Çılbır Eggs Benedict Fusion (Print Version)

Poached eggs on yogurt with spiced butter and herbs, perfect for a flavorful brunch.

# What You'll Need:

→ Yogurt Base

01 - 1 cup plain Greek yogurt (8 oz)
02 - 1 small garlic clove, finely grated
03 - 1 tablespoon fresh dill or parsley, chopped
04 - 1/4 teaspoon sea salt

→ Eggs

05 - 4 large eggs
06 - 1 tablespoon white vinegar (for poaching water)

→ Spiced Butter

07 - 3 tablespoons unsalted butter
08 - 1 teaspoon Aleppo pepper (or 1/2 teaspoon smoked paprika plus a pinch of chili flakes)
09 - 1/2 teaspoon ground cumin

→ Assembly

10 - 2 English muffins, split and lightly toasted
11 - Fresh herbs (dill, parsley, or chives), for garnish
12 - Black pepper, to taste

# How to Make It:

01 - Combine Greek yogurt, grated garlic, chopped herbs, and salt in a medium bowl. Spread evenly over the cut sides of each toasted English muffin half and set aside.
02 - Bring a medium saucepan of water to a gentle simmer and add vinegar. Crack each egg into a small bowl, then gently slide into simmering water. Poach for 3–4 minutes until whites are set but yolks remain soft. Remove with a slotted spoon and drain briefly on paper towels.
03 - Melt butter in a small skillet over medium heat. Add Aleppo pepper and cumin, swirling until fragrant and butter is foaming, about 1 minute. Remove from heat.
04 - Place two muffin halves on each plate. Top each with a generous dollop of yogurt spread, then a poached egg.
05 - Drizzle spiced butter over the eggs. Garnish with fresh herbs and grind black pepper to taste.
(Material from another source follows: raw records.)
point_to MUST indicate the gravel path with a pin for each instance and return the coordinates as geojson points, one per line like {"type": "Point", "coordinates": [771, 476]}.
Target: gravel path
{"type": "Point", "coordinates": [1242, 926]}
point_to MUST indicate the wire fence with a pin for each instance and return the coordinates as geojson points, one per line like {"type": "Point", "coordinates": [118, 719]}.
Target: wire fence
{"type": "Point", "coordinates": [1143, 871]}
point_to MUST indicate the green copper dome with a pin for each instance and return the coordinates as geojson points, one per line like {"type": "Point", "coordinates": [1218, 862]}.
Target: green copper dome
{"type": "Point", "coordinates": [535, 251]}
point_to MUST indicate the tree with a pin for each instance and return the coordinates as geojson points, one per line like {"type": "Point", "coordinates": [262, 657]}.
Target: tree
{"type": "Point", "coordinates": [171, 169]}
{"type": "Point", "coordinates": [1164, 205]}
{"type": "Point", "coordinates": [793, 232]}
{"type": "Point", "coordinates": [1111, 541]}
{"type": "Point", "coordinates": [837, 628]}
Serve immediately.

# Expert Advice:

01 -
  • It looks fancy enough to impress guests but takes less time than driving to a café.
  • The warm spiced butter melting into cool yogurt and soft egg yolks creates this magical textural moment every single time.
  • You get that authentic Turkish flavor without needing obscure ingredients, and it feels deeply personal instead of just another breakfast trend.
02 -
  • The water must be a bare simmer, not a rolling boil—aggressive heat tears the egg whites apart, and you'll end up with stringy, sad eggs that ruin the whole moment.
  • Don't skip the paper towel after fishing out the egg; a thin layer of water sitting on top of the yogurt makes everything soggy and dilutes those flavors you worked to build.
  • Have everything ready before you start poaching, because those eggs wait for no one and you can't pause them halfway through.
03 -
  • Warm your serving plates in the oven for two minutes before plating—it keeps everything hot longer and makes the whole experience feel intentional.
  • If you're feeding a crowd, poach your eggs a minute or two early and hold them in a bowl of warm water; they'll stay perfect for longer than you'd think.
  • Make the yogurt mixture up to an hour ahead and refrigerate it; toast the muffins and poach the eggs fresh, then warm the yogurt gently just before assembly.